The Red Sox, who stranded two runners in the eighth, ninth and 11th innings, had taken a 5-4 lead in the top half when Sandy Leon singled home Hanley Ramirez with two outs off Tony Zych (5-2).

"Our bullpen did a great job of extending it, we had opportunities throughout, we fight back from 3-0, unfortunately the ending is what it is," Red Sox manager John Farrell said. "It's a tough loss, particularly the way we've scuffled offensively for a period of time now."

Zunino opened the seventh inning with his 15th home run to bring Seattle even at 4-4.

The Red Sox capitalized on a sudden loss of command by starter Felix Hernandez for three runs in the sixth to erase a 3-1 deficit.

Highly touted prospect Rafael Devers, making his debut, walked to open the inning and Andrew Benintendi drew a one-out walk. Both runners advanced on a wild pitch and Dustin Pedroia followed with a two-run double. Pedroia advanced on Ramirez's flyout and came home on Bradley Jr.'s single.

Heredia's three-run homer off starter Drew Pomeranz staked the Mariners to a 3-0 lead in the second.

Ramirez cut it to 3-1 in the fourth with 17th home run, a two-out shot to left.

"We knew it was going to be a tight game. It got a little longer than we expected, but we'll take it," Servais said.

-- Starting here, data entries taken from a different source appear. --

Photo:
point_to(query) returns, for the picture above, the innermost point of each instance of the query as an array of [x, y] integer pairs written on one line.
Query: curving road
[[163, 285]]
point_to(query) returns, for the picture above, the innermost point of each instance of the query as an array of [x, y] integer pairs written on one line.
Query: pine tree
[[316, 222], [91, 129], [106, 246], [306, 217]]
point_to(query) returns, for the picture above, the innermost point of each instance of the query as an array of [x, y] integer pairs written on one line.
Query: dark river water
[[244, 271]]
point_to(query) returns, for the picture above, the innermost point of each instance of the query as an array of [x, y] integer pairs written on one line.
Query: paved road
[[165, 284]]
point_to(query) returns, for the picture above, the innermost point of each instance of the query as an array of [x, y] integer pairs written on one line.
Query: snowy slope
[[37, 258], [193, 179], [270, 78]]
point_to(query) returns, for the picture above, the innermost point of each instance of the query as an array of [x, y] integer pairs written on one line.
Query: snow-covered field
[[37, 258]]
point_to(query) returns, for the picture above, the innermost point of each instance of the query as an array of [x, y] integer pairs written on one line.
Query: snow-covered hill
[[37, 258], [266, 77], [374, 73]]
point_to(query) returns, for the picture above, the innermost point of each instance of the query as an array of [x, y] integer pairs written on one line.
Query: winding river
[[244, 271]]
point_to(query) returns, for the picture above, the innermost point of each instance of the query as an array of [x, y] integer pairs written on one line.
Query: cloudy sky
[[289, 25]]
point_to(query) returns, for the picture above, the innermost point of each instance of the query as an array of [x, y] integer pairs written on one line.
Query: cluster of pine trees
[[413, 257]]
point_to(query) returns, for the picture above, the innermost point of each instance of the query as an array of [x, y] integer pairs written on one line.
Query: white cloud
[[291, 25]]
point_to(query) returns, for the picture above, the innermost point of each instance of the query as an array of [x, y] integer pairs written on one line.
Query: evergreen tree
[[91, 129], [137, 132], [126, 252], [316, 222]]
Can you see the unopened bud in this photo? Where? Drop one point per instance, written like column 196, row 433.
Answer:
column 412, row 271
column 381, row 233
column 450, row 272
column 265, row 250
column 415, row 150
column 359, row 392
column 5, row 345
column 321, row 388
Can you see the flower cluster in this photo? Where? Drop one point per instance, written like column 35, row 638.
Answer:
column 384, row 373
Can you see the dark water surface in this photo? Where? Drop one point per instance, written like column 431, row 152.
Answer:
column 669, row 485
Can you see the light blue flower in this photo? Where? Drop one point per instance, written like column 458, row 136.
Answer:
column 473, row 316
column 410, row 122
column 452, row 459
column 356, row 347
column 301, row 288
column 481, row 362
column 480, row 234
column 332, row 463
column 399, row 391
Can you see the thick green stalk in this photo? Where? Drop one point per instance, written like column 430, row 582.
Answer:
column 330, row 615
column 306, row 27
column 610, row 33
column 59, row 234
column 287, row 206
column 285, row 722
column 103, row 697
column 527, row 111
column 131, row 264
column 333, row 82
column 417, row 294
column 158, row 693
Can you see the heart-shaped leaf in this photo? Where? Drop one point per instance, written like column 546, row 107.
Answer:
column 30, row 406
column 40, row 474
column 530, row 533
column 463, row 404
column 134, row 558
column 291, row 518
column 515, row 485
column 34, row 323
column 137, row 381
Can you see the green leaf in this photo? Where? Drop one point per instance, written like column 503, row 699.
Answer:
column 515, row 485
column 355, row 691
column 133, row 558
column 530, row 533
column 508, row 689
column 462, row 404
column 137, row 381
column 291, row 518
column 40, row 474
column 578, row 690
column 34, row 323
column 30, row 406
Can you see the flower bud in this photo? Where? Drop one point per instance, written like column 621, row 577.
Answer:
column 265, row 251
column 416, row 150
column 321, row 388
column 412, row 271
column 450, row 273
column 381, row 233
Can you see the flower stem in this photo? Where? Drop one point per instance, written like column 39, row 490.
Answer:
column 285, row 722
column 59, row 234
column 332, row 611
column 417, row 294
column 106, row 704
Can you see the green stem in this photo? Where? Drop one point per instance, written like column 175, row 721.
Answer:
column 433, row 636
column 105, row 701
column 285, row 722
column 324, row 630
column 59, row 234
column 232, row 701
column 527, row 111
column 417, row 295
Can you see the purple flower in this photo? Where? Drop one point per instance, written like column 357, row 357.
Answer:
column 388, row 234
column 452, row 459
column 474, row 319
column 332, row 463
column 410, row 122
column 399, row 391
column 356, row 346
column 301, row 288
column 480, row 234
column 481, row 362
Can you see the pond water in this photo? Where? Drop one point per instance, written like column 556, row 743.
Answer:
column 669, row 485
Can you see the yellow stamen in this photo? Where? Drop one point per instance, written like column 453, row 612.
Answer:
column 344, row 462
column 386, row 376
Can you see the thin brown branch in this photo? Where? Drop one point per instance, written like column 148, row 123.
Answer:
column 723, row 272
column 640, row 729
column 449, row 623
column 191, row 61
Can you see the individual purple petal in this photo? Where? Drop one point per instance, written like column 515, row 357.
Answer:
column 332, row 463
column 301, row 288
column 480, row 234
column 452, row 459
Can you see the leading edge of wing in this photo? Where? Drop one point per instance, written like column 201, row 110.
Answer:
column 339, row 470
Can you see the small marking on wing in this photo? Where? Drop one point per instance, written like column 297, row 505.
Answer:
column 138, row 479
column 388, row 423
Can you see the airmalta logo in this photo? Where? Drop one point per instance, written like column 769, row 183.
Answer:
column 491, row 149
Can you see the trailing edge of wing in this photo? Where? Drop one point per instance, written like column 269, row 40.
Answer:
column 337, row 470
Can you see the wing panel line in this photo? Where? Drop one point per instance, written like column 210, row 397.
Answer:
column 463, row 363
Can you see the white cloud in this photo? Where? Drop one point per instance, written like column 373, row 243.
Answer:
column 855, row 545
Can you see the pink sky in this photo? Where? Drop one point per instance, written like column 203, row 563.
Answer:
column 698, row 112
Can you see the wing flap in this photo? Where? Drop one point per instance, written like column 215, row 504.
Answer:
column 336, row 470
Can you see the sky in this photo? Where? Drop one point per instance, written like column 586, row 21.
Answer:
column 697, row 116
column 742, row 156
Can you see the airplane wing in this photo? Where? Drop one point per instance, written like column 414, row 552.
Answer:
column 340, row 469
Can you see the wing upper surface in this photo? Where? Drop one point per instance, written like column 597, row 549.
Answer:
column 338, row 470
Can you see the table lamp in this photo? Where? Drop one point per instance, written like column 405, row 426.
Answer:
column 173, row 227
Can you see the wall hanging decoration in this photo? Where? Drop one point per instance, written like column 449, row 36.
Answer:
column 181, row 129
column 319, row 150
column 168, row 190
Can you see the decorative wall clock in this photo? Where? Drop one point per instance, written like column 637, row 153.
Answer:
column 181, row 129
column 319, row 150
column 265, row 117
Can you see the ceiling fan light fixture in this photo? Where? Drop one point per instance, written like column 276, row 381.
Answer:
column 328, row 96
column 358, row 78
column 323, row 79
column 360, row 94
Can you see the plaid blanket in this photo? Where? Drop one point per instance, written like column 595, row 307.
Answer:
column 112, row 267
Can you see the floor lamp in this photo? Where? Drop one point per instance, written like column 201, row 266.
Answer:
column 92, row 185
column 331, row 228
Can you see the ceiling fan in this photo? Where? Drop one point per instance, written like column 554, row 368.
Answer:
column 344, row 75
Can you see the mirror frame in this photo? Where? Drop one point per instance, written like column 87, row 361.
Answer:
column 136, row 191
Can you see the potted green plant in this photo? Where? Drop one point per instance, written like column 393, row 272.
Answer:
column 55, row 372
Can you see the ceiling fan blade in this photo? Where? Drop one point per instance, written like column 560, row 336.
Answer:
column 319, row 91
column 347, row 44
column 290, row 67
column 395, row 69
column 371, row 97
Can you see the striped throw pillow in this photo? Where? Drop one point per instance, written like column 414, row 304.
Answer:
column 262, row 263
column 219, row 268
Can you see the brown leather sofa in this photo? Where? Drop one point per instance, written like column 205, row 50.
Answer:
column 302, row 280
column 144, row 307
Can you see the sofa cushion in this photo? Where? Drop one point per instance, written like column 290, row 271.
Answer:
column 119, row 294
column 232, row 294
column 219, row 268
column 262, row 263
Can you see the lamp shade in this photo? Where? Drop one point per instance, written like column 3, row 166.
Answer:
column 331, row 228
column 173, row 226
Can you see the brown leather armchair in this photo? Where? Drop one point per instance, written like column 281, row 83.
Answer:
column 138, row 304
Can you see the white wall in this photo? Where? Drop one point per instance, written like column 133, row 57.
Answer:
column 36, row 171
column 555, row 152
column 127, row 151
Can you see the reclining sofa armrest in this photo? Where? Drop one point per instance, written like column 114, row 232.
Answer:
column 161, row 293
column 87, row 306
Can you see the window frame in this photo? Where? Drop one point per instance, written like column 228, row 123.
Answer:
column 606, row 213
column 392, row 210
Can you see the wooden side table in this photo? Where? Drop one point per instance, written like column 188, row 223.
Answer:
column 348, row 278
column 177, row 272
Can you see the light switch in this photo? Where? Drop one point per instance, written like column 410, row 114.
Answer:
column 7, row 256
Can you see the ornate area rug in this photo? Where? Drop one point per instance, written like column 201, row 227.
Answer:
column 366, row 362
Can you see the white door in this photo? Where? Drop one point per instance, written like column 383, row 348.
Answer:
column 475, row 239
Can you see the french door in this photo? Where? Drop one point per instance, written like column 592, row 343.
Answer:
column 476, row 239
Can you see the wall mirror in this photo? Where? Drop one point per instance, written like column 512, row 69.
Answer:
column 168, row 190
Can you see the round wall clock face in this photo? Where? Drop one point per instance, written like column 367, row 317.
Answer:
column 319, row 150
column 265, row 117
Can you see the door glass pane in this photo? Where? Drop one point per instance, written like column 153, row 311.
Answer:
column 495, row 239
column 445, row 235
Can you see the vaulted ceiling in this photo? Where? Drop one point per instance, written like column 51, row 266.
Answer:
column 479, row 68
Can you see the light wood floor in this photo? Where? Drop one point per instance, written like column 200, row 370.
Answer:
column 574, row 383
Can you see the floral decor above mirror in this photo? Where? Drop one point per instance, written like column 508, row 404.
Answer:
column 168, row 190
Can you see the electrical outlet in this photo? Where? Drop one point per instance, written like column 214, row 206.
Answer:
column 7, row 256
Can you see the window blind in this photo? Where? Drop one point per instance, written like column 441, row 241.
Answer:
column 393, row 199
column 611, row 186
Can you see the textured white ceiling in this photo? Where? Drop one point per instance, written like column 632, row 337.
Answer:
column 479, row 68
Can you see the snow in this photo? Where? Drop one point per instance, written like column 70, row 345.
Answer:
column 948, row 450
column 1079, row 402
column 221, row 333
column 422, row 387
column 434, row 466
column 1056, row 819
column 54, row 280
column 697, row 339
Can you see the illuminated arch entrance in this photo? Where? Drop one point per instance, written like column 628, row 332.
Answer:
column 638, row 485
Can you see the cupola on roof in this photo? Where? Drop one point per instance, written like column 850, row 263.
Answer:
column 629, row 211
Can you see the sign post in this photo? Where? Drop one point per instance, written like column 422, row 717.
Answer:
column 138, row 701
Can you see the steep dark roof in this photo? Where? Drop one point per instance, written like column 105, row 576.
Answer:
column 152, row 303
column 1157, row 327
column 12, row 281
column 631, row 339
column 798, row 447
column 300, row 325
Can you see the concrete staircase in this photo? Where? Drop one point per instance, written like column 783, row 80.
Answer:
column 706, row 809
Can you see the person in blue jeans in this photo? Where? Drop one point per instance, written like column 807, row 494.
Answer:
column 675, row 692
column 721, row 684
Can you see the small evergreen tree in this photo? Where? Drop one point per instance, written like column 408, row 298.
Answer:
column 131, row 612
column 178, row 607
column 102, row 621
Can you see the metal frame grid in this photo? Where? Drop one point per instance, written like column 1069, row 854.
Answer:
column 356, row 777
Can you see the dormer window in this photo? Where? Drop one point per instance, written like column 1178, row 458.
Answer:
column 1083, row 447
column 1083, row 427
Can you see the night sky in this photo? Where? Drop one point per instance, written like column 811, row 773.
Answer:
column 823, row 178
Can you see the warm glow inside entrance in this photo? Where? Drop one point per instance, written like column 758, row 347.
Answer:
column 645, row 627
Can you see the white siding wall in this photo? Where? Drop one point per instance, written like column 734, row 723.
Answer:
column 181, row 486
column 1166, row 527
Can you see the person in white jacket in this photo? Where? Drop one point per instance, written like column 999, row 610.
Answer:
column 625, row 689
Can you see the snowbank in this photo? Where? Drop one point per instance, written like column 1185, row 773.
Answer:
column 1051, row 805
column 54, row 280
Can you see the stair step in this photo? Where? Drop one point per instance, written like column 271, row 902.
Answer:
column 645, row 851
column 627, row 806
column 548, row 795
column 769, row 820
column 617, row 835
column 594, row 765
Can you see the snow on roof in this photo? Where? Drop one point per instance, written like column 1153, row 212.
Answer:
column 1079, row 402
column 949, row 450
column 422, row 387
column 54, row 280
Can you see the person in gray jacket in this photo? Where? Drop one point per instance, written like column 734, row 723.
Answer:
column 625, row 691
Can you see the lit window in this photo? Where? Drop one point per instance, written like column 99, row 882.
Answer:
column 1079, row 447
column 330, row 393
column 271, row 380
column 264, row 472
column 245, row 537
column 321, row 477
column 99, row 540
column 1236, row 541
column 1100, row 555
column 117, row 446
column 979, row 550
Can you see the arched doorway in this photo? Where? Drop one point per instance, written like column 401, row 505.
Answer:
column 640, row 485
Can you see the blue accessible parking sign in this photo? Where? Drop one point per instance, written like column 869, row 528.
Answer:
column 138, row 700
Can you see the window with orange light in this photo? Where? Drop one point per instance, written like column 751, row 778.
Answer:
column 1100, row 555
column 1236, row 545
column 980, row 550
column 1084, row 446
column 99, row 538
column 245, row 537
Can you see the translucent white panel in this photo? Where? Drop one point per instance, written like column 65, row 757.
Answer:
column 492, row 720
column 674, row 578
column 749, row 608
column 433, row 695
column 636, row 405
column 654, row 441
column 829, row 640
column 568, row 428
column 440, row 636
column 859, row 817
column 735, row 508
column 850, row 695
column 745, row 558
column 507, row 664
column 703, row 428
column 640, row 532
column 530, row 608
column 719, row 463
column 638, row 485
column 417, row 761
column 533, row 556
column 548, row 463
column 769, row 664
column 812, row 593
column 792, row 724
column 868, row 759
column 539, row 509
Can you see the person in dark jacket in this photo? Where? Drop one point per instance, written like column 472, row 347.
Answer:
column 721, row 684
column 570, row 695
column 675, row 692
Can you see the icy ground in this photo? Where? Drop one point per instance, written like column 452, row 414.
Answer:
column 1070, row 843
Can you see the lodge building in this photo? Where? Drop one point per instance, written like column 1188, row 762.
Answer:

The 20-year-old Devers, who began the season at Double-A and then was called up Monday after just nine games at Triple-A Pawtucket, flied out to center in his first at-bat, walked, hit into a double play in the seventh, and walked again in the ninth. He struck out in the 11th to end the inning with the go-ahead run at third and flied out to center to end the 13th. He finished 0 for 4 with two walks.

"In the first inning I was very nervous, but thank God I was able to get my feet under me," Devers said through a translator. "For me, it's just going out there and playing my brand of baseball and having fun out there, that's what I was trying to do and I think I did that. I'm not happy that we lost, but I'm happy for my first big-league game.


Boston acquired INF-OF Eduardo Nunez from the San Francisco Giants in exchange for minor league RHPs Shaun Anderson and Gregory Santos, GM Dave Dombrowski announced mid-game. Nunez, 30, hit .308 with 20 doubles, four home runs, and 31 RBI in 76 games for the Giants this season.


Dombrowski also announced several moves following the game. LHP Luis Ysla, currently at Double-A Portland, was designated for assignment to make room on the 40-man roster. RHP Blaine Boyer is expected to be activated off the 10-day DL (right elbow strain) on Wednesday. ... RHP Ben Taylor is scheduled to be placed on the 10-day DL, retroactive to Sunday.


Red Sox: RHP Joe Kelly, on the 10-day DL (left hamstring strain) is getting closer to returning. "That was an encouraging bullpen by Joe today, 25 pitches, 80 to 85 percent," manager John Farrell said. "His next bullpen will be on Friday when we get back home, so he's making pretty good progress." Kelly likely will need at one least rehab outing before returning, Farrell said.

Mariners: CF Jarrod Dyson, who sustained a hyperextended toe when crashing into the wall Saturday, missed his third straight game, but was improving.


Red Sox: LHP Chris Sale (12-4, 2.58) closes out the three-game series Wednesday afternoon. Sale has gone at least six innings in all but one of his 20 starts. He has not allowed an earned run in three of his last four starts. Sale leads the AL with 200 strikeouts.

Mariners: RHP Andrew Moore (1-2, 5.70) has not won in four starts since a victory in his debut on June 22. Moore, the Mariners' second-round pick in 2015, has allowed nine home runs in 30 innings.